Thomas Balch Library to host U.S. Navy book discussion
Thomas Balch Library will host Andrew Jampoler in a discussion on, “Hard Aground: The Wreck of the USS Tennessee and the Rise of the US Navy” on Sunday, May 5, beginning at 2 p.m.
“Hard Aground” brings together three intertwined stories documenting the US Navy’s strategic and matériel evolution from the end of the Civil War through the first World War. These incidents had lasting consequences for how the Navy modernized itself throughout the twentieth century.
The first story focuses on the reconstruction of the US Navy following the swift and near-total dismantling of the Union Navy after the Civil War.
The second story relates the short, tragic life of the USS Tennessee (later renamed Memphis), a centerpiece of the Navy’s modernization effort.

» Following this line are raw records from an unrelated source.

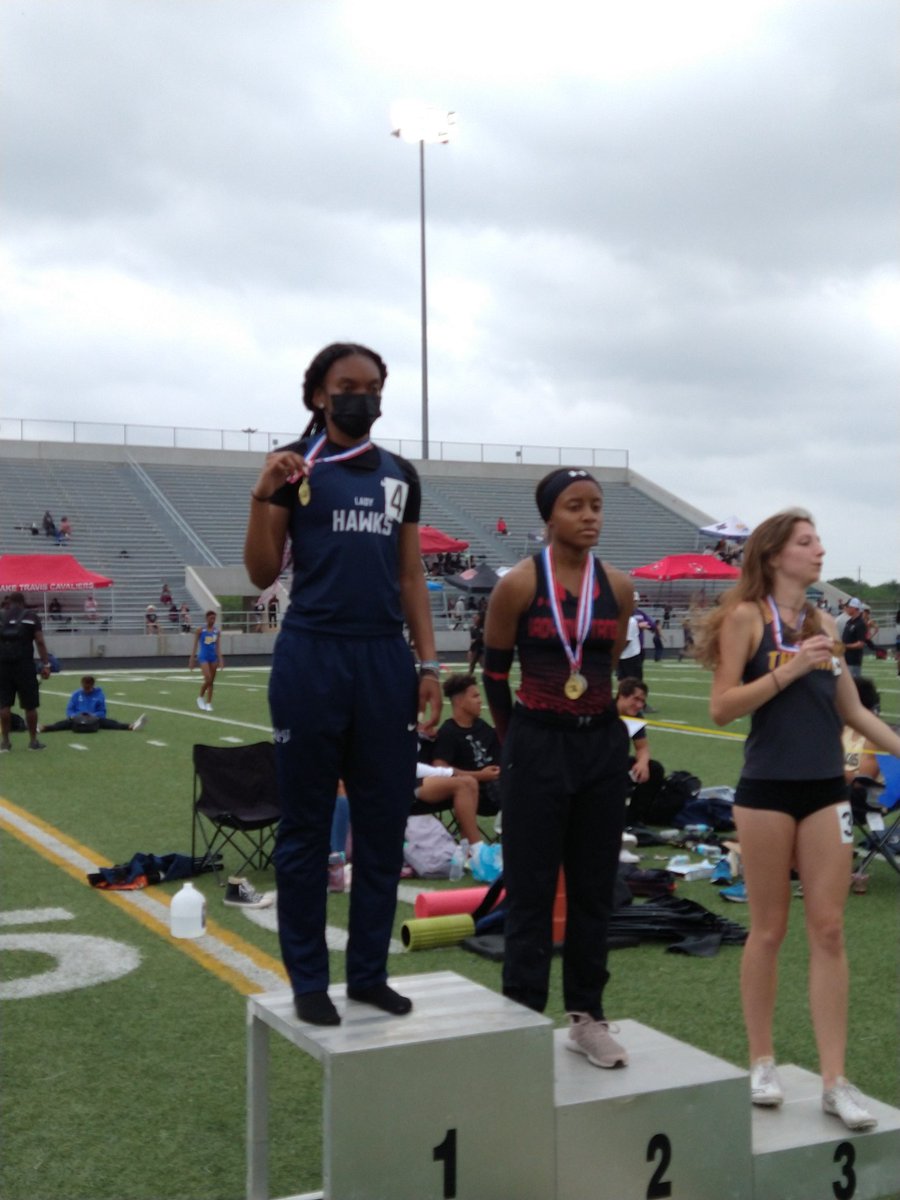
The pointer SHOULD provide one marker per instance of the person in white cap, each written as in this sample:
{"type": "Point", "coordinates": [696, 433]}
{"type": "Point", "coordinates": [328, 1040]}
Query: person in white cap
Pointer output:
{"type": "Point", "coordinates": [853, 636]}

Threaded through the narrative are biographical sketches of principal players in the drama that unfolded following the ship’s demise.
Jampoler rounds out this account with the story of how the USS Tennessee’s destruction prompted fierce deliberations about the US Navy’s operations and chains of command for the remainder of WWI and the high-level political wrangling inside the Department of the Navy immediately after the war.

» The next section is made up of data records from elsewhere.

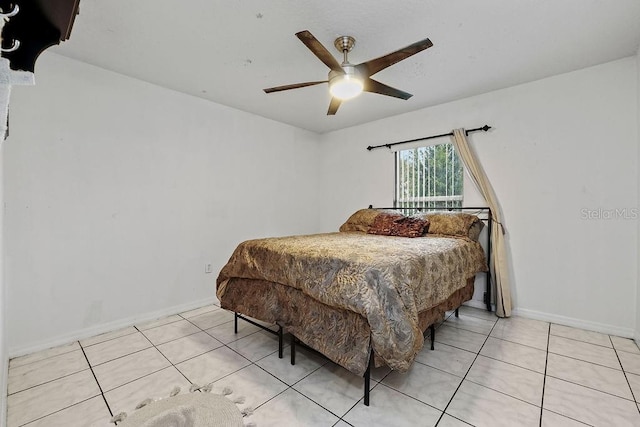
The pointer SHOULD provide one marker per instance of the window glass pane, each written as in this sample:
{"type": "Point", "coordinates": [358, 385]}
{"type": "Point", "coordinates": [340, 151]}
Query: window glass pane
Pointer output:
{"type": "Point", "coordinates": [428, 177]}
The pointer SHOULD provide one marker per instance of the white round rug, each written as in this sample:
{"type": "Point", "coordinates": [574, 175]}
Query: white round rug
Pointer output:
{"type": "Point", "coordinates": [187, 410]}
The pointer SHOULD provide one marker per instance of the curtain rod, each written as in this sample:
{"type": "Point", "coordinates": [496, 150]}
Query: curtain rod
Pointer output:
{"type": "Point", "coordinates": [483, 128]}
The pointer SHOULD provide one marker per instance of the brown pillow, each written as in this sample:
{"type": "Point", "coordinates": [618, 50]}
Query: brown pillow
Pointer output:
{"type": "Point", "coordinates": [362, 219]}
{"type": "Point", "coordinates": [453, 224]}
{"type": "Point", "coordinates": [399, 225]}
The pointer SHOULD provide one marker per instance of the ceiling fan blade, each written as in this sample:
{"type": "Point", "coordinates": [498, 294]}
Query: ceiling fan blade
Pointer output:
{"type": "Point", "coordinates": [319, 50]}
{"type": "Point", "coordinates": [371, 67]}
{"type": "Point", "coordinates": [333, 106]}
{"type": "Point", "coordinates": [293, 86]}
{"type": "Point", "coordinates": [374, 86]}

Pre-registration is required for this event. Please call 703-737-7195, email balchlib@leesburgva.gov, or register online.
Andrew Jampoler is an alumnus of Columbia College, the School of International and Public Affairs, Columbia University, and of the US State Department Foreign Service Institute’s School of Language Study.
During more than twenty years on active duty with the US Navy, Jampoler, a naval aviator who flew Lockheed P-3 airplanes in search of submarines, also commanded a land-based maritime patrol aircraft squadron and an air station. Later, he was a senior sales and marketing executive in the international aerospace industry.